Он повернул папку к Чарушину, а сам, водя пальцем, читал перевернутые строчки. Это были те показания, которые дал Чарушин в ночь происшествия.
— Вы давали эти показания?
— Мы.
— Так, значит, пьян был задержанный вами шофер или не пьян?
— Пиши — пьян!.. — и Чарушин, сморщась плаксиво, махнул рукой.
Обвинительное заключение было написано на нескольких листах. Дописав его, поставив точку, Никонов расписался: «Если мы ошиблись, суд нас поправит».
Глава VI
И пришел давно ожидавшийся день, когда в самом большом зале городского суда при небывалом стечении народа было произнесено громко:
— Встать, суд идет!
За многие годы службы это торжественное: «Суд идет!» предваряло его выход не сто, не двести и уже не тысячу раз, но судья Сарычев и сейчас при этих словах, как всегда, почувствовал значительность момента. Открылась небольшая дверь в стене, окрашенная под дуб, и он вышел из нее навстречу поднявшемуся залу. Все эти люди, вставшие при его появлении, встречали его на улице ежедневно, знали в лицо не только его, но и его жену, детей, знали, чем и как они живут, но сейчас, стоя навытяжку, а в задних рядах — вытягивая шеи, они разглядывали его словно впервые.
В коричневом в полоску костюме из дорогого трико — теперь он его донашивал на работе, а когда-то, лет двенадцать назад, когда шил его, материал этот был редкостью, только трем человекам в городе достали из первого привоза, — в синей с галстуком рубашке, Сарычев прошел к своему месту, наклонив голову и хмурясь, как бы скорей торопясь к делу и тем самым снимая торжественность. За ним следовали народные заседатели: заслуженная учительница Постникова, мужского роста, с мужским лицом, и подполковник в отставке Владимиров, мягкий, бритый наголо, смущавшийся до робости. С галантностью военного человека он несколько церемонно пропустил даму в двери.
Сели. Сарычев — посредине, в высокое дубовое кресло с гербом, Постникова — по правую руку, Владимиров — по левую. Спинки их кресел были пониже ростом. За отдельными столиками, уже не на возвышении, а внизу, сели друг против друга прокурор и адвокат — стороны в этом процессе. Вместе с ними шумно сел зал.
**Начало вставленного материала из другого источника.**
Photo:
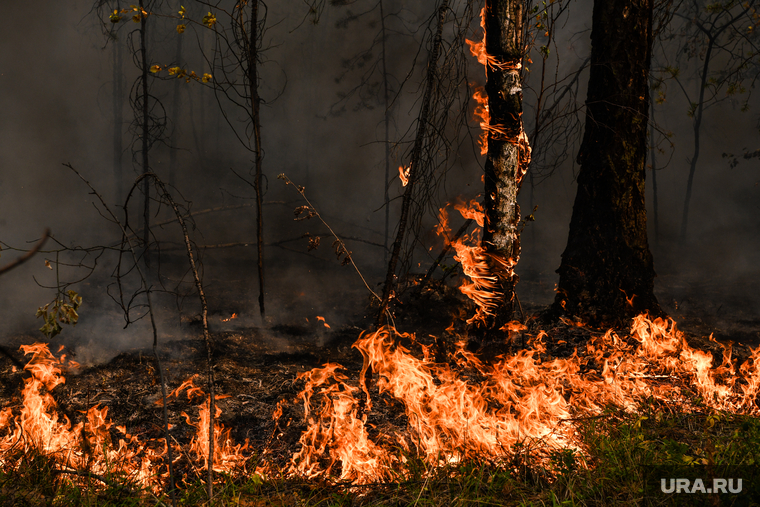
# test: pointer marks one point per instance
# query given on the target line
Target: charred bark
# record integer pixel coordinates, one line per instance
(607, 273)
(253, 83)
(508, 153)
(144, 135)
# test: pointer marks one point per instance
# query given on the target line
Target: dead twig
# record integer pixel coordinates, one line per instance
(206, 334)
(27, 255)
(340, 245)
(144, 282)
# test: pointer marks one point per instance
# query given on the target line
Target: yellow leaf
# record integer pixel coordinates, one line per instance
(209, 20)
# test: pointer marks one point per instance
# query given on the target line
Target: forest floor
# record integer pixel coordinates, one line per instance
(257, 367)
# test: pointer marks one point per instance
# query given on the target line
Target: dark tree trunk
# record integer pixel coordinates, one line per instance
(145, 133)
(607, 273)
(508, 153)
(253, 83)
(118, 113)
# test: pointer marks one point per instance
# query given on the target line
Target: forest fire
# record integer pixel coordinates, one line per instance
(89, 445)
(465, 408)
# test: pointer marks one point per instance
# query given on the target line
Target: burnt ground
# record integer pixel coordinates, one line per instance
(257, 365)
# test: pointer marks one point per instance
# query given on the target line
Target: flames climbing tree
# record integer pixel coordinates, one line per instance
(508, 153)
(606, 273)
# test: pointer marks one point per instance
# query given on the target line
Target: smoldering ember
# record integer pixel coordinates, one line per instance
(376, 252)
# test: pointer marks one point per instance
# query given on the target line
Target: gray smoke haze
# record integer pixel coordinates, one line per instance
(56, 85)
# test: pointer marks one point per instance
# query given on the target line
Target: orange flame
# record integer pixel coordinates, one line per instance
(86, 445)
(521, 397)
(322, 319)
(478, 49)
(403, 174)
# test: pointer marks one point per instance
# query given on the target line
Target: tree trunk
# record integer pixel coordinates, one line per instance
(607, 274)
(175, 116)
(253, 83)
(118, 116)
(145, 133)
(416, 156)
(508, 154)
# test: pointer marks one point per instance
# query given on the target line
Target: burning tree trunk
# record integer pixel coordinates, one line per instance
(607, 274)
(508, 155)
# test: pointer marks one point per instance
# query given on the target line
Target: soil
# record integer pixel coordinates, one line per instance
(257, 366)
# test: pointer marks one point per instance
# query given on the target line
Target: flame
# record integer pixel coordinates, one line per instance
(481, 111)
(482, 116)
(478, 50)
(519, 398)
(403, 174)
(322, 320)
(89, 445)
(478, 265)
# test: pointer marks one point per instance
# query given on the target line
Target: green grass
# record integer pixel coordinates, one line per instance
(607, 471)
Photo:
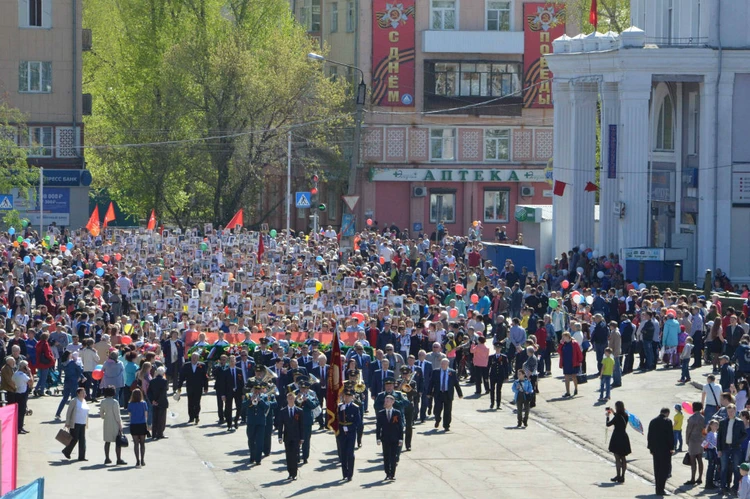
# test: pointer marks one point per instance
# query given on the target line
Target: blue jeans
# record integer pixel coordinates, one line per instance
(41, 385)
(604, 384)
(685, 369)
(648, 351)
(730, 462)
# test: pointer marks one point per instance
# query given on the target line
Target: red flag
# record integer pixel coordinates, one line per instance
(335, 385)
(590, 187)
(93, 225)
(236, 220)
(592, 14)
(110, 215)
(151, 221)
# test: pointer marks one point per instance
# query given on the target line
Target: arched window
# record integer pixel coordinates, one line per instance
(665, 126)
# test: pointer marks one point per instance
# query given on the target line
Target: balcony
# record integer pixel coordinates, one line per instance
(472, 42)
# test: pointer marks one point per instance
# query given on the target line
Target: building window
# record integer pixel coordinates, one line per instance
(498, 16)
(349, 17)
(454, 79)
(497, 144)
(442, 144)
(334, 17)
(496, 206)
(665, 126)
(35, 76)
(444, 14)
(38, 141)
(443, 208)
За те полтора десятка шагов, которые подполковник Владимиров прошел от двери на глазах у стольких людей, выбритая голова его стала красной и заблестела. В прошлом командир отдельной мотострелковой бригады, не робевший там, где робели многие, он, войдя на возвышение, под устремленные на него любопытные взгляды людей, потерялся настолько, что в первый момент не различал лиц. От этого, когда он сел, лицо его, как у близорукого человека без очков, имело выражение искательное.
Постникова села спокойно и строго, как она в школе садилась за свой учительский стол в младших классах, и в зал посмотрела, словно в свой класс, совершенно уверенная, что и тут не в малом числе окажутся ее прежние ученики.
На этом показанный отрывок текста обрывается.